Since the start of the crisis in 2008, we’ve been hearing a lot about fiscal and financial issues– everything from austerity and deficits through monetary policy and quantitative easing to volatility and yields. But the difficult period that Europe has been going through isn’t just about economics and finance. It’s about people, too. So this week in the blog we focus on employment and social issues– how the EU is responding to the difficult situation that many of its citizens find themselves in. It’s a timely topic since this week the European Council will discuss the social dimension of the European Monetary Union.
First, the Library has published a selection of the most important sources to help you understand the Commission’s new Social Investment Package– including analyses, views from stakeholders and statistical sources.
One of the goals of the Social Investment Package is combating poverty and social exclusion. As a complement to a briefing earlier this year (in French) on poverty and the impact of the economic crisis, we are writing a briefing to focus on how poverty affects children – the future Europeans on which our society will depend. One element in helping children stay out of poverty and to develop to their full potential is affordable, good quality housing, so in another “keysource”, we present the most current and important references on social housing in the EU.
Work helps people stay out of poverty, too, but it’s not always easy to combine it with other aspects of life. Our briefing on work-life balance looks at what kind of policies help people to reconcile work with family responsibilities. And safety and health at work is another current topic: the Commission recently launched a consultation on a new strategy for 2013-2020, so one of our staff has summarised evaluations of the work that’s been done over the past six years.

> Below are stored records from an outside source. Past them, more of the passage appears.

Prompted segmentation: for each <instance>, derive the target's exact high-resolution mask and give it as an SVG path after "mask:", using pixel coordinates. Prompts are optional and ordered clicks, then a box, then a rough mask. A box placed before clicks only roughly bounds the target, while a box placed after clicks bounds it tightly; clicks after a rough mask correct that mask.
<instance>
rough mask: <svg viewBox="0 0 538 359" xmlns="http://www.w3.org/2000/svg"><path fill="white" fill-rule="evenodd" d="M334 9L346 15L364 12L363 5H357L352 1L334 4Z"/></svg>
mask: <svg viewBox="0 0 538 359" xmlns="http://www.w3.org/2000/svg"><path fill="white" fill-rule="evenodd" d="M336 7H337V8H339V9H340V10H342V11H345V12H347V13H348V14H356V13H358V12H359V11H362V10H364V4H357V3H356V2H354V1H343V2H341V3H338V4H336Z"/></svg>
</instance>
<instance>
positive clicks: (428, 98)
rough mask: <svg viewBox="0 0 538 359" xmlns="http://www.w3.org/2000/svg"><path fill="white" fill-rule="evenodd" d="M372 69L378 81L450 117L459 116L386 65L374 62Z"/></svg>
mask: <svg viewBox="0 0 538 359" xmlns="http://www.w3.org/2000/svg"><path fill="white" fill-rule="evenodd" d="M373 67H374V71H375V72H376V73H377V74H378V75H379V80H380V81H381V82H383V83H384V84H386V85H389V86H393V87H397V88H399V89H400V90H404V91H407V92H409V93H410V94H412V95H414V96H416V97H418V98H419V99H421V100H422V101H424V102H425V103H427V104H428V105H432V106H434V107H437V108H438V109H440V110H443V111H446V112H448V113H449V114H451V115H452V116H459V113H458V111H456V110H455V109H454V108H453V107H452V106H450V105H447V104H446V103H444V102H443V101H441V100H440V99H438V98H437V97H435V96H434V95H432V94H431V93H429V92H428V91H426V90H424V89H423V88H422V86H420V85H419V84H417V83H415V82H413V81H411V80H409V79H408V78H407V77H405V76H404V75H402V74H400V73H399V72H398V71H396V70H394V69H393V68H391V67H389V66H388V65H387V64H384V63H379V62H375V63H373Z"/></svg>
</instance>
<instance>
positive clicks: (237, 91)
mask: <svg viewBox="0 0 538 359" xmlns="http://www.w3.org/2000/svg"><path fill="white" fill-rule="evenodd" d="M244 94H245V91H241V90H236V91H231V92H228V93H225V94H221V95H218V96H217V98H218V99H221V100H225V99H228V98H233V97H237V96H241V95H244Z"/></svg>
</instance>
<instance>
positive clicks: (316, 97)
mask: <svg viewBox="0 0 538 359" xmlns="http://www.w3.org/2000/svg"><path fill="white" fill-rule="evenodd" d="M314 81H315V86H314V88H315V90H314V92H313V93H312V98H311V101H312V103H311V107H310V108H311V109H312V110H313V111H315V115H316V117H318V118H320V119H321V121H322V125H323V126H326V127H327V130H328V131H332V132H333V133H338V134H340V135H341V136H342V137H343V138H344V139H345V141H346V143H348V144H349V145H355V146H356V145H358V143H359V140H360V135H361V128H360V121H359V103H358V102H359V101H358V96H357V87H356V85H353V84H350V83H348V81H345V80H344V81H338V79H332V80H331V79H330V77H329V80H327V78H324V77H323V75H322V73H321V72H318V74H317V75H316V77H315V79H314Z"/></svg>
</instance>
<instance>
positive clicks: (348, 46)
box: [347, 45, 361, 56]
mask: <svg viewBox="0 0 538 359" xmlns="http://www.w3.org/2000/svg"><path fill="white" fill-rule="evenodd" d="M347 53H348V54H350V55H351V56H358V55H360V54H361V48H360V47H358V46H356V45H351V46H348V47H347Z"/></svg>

Changes in trade patterns and negative impacts of restructuring lead to job losses throughout Europe. The crisis played a part in worsening conditions. The European Globalisation Adjustment Fund (EGF) is part of the EU’s response by supporting people who lost their job and helping them to reintegrate into the labour market. Our briefing provides an overview of the EGF and looks into the future of the fund.
And finally we haven’t forgotten our very oldest citizens, particularly those who require help with daily activities as they age. A new briefing looks at the issues involved with paying for and providing long-term care to ensure that their needs are met in a responsible and sustainable way.
Oh, and let us not forget where it all begins – with the problem of falling fertility rates in the EU!